My go to place for camera stuff is Adorama and B&H. Adorama will have refurb Nikon gear on the cheap which sometimes is nicer than brand new since they are an authorized dealer their refurb stuff gets inspected by Nikon.

http://www.adorama.com/results/d5200


----------



## Petri (Jul 12, 2013)

I hope you know that the Nikon D5200 does not have a built in AF motor, therefore, it can only accept lenses with built in motor if you want Auto Focus. For Nikon lenses, you have to opt for only AF-S lenses, thus, reducing your choices of lens should you want to get something other than the kit lens.


----------



## Da Plant Man (Apr 7, 2010)

^^ Not necessarily true. He can get any lens made by Nikon and they will work wonderfully, its just it might not have autofocus. Manual focus does get old after awhile, but definitely worth if it your on a budget. It also will force you to learn a different technique and IMO can sometimes expand the creative plane when taking photos.


----------



## Petri (Jul 12, 2013)

Da Plant Man said:


> ^^ Not necessarily true.
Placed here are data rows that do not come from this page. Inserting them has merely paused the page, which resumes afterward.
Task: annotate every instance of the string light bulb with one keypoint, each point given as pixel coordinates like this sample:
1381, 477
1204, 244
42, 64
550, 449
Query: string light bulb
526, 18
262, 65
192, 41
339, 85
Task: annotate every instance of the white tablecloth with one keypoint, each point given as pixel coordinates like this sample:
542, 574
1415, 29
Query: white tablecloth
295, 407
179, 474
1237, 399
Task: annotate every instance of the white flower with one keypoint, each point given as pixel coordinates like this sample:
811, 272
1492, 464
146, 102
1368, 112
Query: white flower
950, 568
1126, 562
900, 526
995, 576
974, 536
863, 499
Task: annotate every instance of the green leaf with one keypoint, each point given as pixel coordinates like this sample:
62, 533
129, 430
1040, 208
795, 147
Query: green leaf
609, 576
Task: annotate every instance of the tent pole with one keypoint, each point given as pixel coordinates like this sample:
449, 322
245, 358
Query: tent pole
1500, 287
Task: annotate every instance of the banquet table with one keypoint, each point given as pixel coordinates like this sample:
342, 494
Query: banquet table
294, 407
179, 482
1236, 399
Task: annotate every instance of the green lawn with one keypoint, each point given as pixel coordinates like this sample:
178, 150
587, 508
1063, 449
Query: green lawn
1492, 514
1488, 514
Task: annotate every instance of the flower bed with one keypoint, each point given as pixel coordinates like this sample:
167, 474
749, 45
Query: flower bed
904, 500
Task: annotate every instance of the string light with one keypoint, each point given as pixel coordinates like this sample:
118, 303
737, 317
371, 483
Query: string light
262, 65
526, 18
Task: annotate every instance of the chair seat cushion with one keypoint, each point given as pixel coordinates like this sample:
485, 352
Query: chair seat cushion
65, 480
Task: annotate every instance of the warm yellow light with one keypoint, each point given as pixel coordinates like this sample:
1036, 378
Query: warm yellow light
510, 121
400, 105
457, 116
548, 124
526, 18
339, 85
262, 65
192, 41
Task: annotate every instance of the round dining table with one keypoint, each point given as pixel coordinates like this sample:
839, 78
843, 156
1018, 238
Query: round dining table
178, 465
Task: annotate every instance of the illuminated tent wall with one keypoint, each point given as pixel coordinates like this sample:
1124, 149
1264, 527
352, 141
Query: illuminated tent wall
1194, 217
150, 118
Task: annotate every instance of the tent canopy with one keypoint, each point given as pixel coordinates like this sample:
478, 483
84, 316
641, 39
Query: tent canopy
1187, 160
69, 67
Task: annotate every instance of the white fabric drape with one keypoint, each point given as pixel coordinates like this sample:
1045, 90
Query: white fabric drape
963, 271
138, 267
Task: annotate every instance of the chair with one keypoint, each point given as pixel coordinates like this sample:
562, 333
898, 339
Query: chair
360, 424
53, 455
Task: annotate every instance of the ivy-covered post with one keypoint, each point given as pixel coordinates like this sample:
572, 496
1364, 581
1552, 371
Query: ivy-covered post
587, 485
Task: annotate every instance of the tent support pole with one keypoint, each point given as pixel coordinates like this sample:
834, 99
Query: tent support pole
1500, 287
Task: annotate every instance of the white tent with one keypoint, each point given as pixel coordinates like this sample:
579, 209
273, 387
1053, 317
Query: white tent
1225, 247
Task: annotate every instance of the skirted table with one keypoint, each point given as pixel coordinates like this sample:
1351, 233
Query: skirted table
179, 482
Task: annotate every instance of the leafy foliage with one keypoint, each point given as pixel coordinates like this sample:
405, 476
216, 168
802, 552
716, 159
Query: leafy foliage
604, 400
He can get any lens made by Nikon and they will work wonderfully, its just it might not have autofocus. Manual focus does get old after awhile, but definitely worth if it your on a budget. It also will force you to learn a different technique and IMO can sometimes expand the creative plane when taking photos.


I hope my statement wasn't misleading as I mentioned "if you want Auto Focus" roud:


----------



## gus6464 (Dec 19, 2011)

No Nikon or Canon have built-in AF into the bodies. He has to go Sony Alpha if he wants that along and still have a good selection of lenses.


----------



## Option (Oct 2, 2010)

Thanks for all the replies. 

Yes, I don't mind not having auto-focus....I mean isn't that the whole point of getting a DSLR!!!?? 

(auto focus is for pansies!!! LOL)


----------



## Option (Oct 2, 2010)

gus6464 said:


> No Nikon or Canon have built-in AF into the bodies.


That's what I thought, as well.


----------